What comes to mind is the last night with my father’s family before I left Hong Kong at the end of summer, the evening of the Mid-Autumn Festival. We made a rooftop barbeque beneath a yellow moon: bulgogi, beef skewers, bok choy, water spinach, whole carp wrapped in sparkling foil, a pot of white rice nearby. We lit paper lanterns. We melted candles and played with hot wax. My father died a few months after I was born, before Mother emigrated to America with Sister and me. So his side of the family stayed. In another cut of history, I might’ve grown up with multiple fluencies, grown up with one cousin who mumbles in his sleep, “Checkmate, checkmate” in proper Hong Kong Cantonese, and another cousin who told me weeks in advance—leaning close and using village dialect as though this were our shared secret—that this barbeque would be the happiest night of her life.
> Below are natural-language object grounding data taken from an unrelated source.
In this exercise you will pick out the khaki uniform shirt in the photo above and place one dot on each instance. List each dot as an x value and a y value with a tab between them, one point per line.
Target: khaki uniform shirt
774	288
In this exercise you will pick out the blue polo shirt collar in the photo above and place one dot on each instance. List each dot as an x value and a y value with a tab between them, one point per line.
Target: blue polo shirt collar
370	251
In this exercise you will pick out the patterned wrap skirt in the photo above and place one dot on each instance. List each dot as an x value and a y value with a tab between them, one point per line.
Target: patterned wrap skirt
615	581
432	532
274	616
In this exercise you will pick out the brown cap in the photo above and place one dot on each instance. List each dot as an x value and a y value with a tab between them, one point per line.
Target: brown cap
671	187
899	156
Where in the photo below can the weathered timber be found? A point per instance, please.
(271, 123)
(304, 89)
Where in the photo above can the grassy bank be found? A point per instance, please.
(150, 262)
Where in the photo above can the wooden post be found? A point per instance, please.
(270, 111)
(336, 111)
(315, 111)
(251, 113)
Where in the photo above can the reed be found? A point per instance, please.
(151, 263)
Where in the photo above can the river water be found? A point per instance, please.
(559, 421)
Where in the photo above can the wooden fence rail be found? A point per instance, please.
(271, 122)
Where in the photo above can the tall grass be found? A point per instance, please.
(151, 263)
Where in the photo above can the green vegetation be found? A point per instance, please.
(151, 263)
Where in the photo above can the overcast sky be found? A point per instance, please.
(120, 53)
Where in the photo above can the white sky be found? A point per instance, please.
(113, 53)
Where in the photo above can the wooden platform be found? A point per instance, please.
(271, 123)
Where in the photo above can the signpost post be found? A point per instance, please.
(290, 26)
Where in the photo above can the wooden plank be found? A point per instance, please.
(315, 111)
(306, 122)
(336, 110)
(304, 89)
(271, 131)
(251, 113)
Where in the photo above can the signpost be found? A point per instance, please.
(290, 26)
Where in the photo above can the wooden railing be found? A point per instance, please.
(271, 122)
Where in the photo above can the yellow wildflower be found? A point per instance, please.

My eyebrows went up then, but now—now, I’m alone and away, in another place, faking another language.

I’ve been writing haibun in my journal, some pretense of poetry after leaving my English major for East Asian Studies. Haiku, tanka, renga, zuihitsu—all Japanese forms, all appropriated by American poetry. I don’t know any Chinese forms, but I can read the kanji as though it were Chinese, translate zuihitsu my own way: chasing the brush. Not too different from how Ezra Pound snuck into the language. So it happens again. Yesterday’s melons, sopping. In the airport, on my way out of Hong Kong, I noted in my journal: “The kid next to me just saw me writing and told her mother that I’m a ying gwok yen: English language person. I guess so.”

That night on the rooftop, a sudden wind blasted us. Our green table umbrella rose slowly from its post, pitched toward the satellite dish, and then crashed across the other side of the house. While we watched, mesmerized, without exclamation, without words, the paper lanterns on the clothesline caught fire. I turned first and uttered something universal, “Uh—” before we faced it together: the small blaze along the line, harmless, its gathering of light.